Makayla is a really big fan of wearable electronics and tinkering to create accessories with Arduinos. She needed to buy a neopixel ring anyway for another project she has been working on, so, we decided we'd use that to make something. Of the sensors we had, the coolest sensor was a combination of an accelerometer, magnetometer, gyro, and heat sensor all in one. Thus, the compass was born.

What it does

While the sensor is level, the compass displays north, south, east, and west as colored parts of the ring: blue indicates north, yellow indicates east, green indicates west, and red indicates south. The lights move in response to the wearer's movement to continue indicating the correct direction. If the user forgets which color indicates north, he/she can put his/her hand over the sensor, causing the temperature gauge to notice the increased heat, and only north (the blue lights) will show.

When not using the compass (when the sensor is not level), such as down at the wearer's side, the neopixels display three trailing lights changing colors as they follow around the circle.

How We built it

We started off by learning how to use the neopixel ring, figuring out how to address the different leds and how to use for loops to iterate through all the pixels to set each of their values. When we had sufficient knowledge for that part, we then started to work with the adafruit LSM9DS0 3 axis accelerometer, magnetometer, gyro, and temperature sensor. With this sensor we were able to read movement from the accelerometers as well as rotation and direction based on the gyro and magnetometer values. Also, with the addition of the temperature we were able to add another feature based on the user being able to change the temperature of the chip using their finger. With this knowledge and the functions we knew from the neopixel ring, we were able to combine the magnetometer readings with the led ring to show the cardinal directions in led format as described above. Then we attach both the ring and the sensor onto a fabric that acted like a glove, allowing the user to wear the led ring and use it like a compass as intended. We were first going to make the compass wearable as a bracelet like a watch, but the wires became too difficult to work with and too sensitive to stray movement, so the design changed to a glove. Also when not in use as a compass, the wearable compass acts as a nice fashion device with a circling led trail of different colors to make it aesthetically pleasing when not in use.

Challenges We ran into

With the restriction of soldering, we were unable to solder any of our wires and, as a result, the wires had trouble staying connected to each other and the boards, causing the program to freeze. Also, due to the amount of wires, we were unable to follow the original plan of making the wearable compass a watch design. We instead had to make it into a sleeve because of the amount of wires and space needed for them. If we tried to cram all the wires into the smaller space of a watch design, we would have risked disconnecting some important wires. In addition, because the smallest arduino on hand compatible with the sensor had breadboard pins soldered onto them from previous use, the trinket pro arduino didn't fit nicely in the end design layout.
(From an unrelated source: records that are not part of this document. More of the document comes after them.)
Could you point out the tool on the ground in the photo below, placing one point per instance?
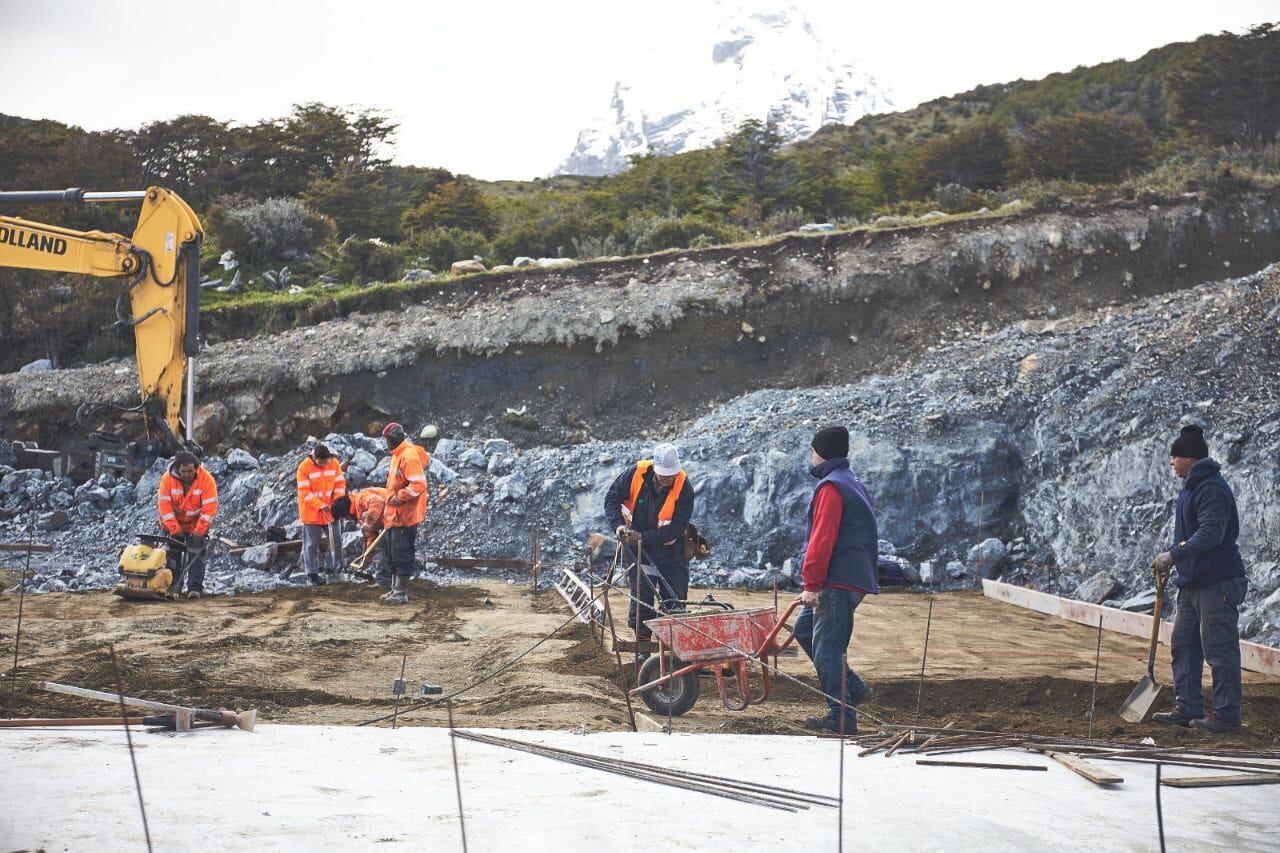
(357, 565)
(1097, 664)
(924, 657)
(184, 717)
(398, 689)
(723, 641)
(41, 723)
(22, 600)
(753, 793)
(1143, 696)
(145, 566)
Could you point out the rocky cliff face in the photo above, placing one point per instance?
(759, 64)
(1036, 451)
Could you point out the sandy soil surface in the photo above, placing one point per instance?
(311, 656)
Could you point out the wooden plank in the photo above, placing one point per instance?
(1220, 781)
(984, 765)
(644, 723)
(1253, 656)
(1082, 767)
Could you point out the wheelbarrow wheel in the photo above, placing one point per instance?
(676, 696)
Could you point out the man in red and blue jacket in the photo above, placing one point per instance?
(837, 570)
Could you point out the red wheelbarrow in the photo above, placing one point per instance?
(726, 642)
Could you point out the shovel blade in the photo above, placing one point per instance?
(1139, 702)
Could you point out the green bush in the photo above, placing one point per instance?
(1095, 147)
(438, 247)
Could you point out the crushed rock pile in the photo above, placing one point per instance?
(1037, 454)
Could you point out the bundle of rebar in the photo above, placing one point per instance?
(743, 792)
(932, 740)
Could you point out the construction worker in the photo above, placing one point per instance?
(406, 509)
(368, 507)
(837, 570)
(320, 483)
(1208, 573)
(187, 501)
(649, 505)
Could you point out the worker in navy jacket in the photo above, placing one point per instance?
(1210, 576)
(837, 570)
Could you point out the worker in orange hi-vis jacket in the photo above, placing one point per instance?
(368, 507)
(187, 502)
(406, 509)
(320, 483)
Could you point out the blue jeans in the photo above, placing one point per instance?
(1206, 629)
(823, 633)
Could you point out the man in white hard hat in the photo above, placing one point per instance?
(650, 505)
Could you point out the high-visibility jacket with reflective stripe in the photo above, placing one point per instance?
(319, 486)
(406, 482)
(187, 507)
(368, 506)
(668, 506)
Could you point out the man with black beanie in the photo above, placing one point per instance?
(837, 570)
(1210, 576)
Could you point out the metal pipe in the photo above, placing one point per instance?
(191, 398)
(124, 195)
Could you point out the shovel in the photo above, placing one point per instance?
(1143, 696)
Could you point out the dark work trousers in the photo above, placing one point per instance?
(823, 633)
(400, 544)
(673, 587)
(195, 566)
(1206, 629)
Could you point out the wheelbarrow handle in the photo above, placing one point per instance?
(767, 646)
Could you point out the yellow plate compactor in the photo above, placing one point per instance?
(146, 569)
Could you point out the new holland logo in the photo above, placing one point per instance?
(33, 241)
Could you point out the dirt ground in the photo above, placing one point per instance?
(311, 656)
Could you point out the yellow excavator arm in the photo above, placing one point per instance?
(161, 263)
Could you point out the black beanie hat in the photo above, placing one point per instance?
(831, 442)
(1191, 443)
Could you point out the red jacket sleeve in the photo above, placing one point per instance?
(827, 511)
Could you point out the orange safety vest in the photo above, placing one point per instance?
(319, 486)
(368, 506)
(406, 482)
(668, 507)
(187, 509)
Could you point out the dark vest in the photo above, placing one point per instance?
(853, 560)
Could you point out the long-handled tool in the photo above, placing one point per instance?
(357, 565)
(1143, 696)
(183, 716)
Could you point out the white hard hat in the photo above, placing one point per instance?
(666, 460)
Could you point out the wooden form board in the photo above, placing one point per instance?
(1253, 656)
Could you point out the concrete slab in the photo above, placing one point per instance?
(288, 788)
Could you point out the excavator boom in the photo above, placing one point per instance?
(161, 265)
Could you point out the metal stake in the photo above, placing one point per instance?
(400, 692)
(1160, 813)
(1097, 662)
(919, 689)
(840, 789)
(128, 738)
(457, 779)
(22, 598)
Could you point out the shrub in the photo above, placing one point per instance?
(442, 246)
(366, 260)
(977, 156)
(268, 231)
(1084, 146)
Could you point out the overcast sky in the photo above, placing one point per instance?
(499, 89)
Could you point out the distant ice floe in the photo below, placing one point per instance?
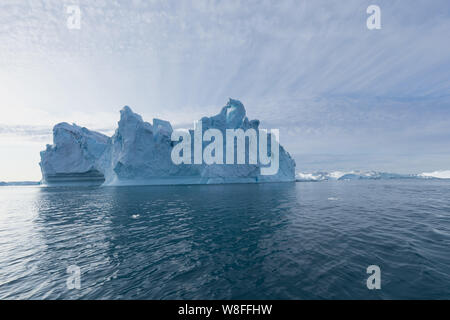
(367, 175)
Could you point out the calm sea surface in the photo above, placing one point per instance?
(268, 241)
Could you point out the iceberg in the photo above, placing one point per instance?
(139, 153)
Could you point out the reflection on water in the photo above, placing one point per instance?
(274, 241)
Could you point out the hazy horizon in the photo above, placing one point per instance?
(344, 97)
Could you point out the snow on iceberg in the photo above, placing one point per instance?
(140, 153)
(444, 174)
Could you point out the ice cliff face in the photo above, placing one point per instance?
(140, 153)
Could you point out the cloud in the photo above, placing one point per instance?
(311, 68)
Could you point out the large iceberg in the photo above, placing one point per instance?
(140, 153)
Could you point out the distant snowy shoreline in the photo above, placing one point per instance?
(323, 176)
(367, 175)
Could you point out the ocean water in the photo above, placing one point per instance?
(268, 241)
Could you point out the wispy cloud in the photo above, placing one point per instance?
(311, 68)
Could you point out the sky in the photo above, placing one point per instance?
(344, 97)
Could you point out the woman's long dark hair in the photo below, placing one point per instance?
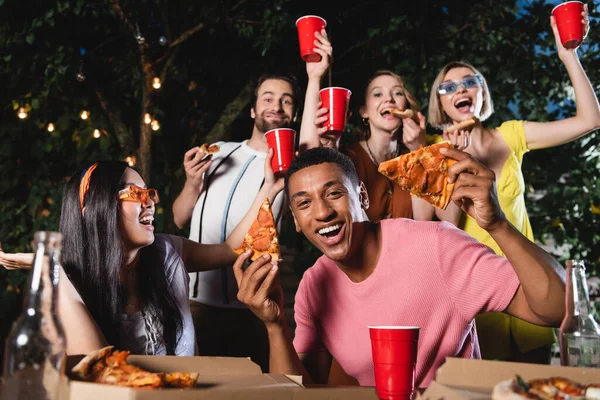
(94, 252)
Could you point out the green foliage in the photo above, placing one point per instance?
(40, 50)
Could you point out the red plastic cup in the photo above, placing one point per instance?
(337, 100)
(394, 360)
(307, 26)
(283, 143)
(568, 21)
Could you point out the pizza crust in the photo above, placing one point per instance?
(262, 237)
(424, 173)
(467, 124)
(83, 369)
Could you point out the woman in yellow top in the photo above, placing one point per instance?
(459, 93)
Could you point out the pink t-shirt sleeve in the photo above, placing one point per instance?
(477, 279)
(306, 337)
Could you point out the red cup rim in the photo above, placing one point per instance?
(336, 87)
(314, 16)
(393, 327)
(280, 129)
(566, 2)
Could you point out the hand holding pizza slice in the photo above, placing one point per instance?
(262, 236)
(423, 172)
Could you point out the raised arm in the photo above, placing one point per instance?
(309, 131)
(195, 166)
(540, 297)
(82, 334)
(204, 257)
(587, 118)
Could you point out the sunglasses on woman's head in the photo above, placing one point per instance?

On the programming side of things, we had a fair bit of trouble with the leds not shifting correctly. When the leds had to move in the negative direction, each led has a value (0-23), they would skip over a led, causing a gap to form between the four sections and making the compass look off. This took many hours of going over code and trying different ideas before figuring the correct way. This halted our progress for a while as we had to get through this problem before we could create the others functions of the compass.

Accomplishments that We're proud of

We are proud of every aspect of this project. We are especially proud of getting the sensor to work. We had a lot of fun exploring its capabilities and adding light patterns for every new feature we learned. We are also very proud at our ability to learn the sensor and neopixel ring code as neither of us had much experience with the libraries yet we were still able to decode and implement them quickly and successfully.

What We learned

We learned how to program a neopixel ring, to understand the pins and format of the sensor, and to create a program to work between the two, using different outputs from the sensors to determine what to input into the ring. Also we learned how to troubleshoot on the fly and be prepared for anything, even to the point of a battery cable breaking after we thought we had finished the project.

What's next for Wearable Compass

This product could be improved by soldering the wires onto the circuits and the adafruit trinket, the brain of the system. This would drastically reduce the clutter caused by the extra wires and would allow for a more streamlined design as well as a more efficient set up. Also, the prototype could be reduced in size down to the a watch style, looking more stylish and cleaner due to the compact design. The wire connections would also work dependably instead of seemingly at random.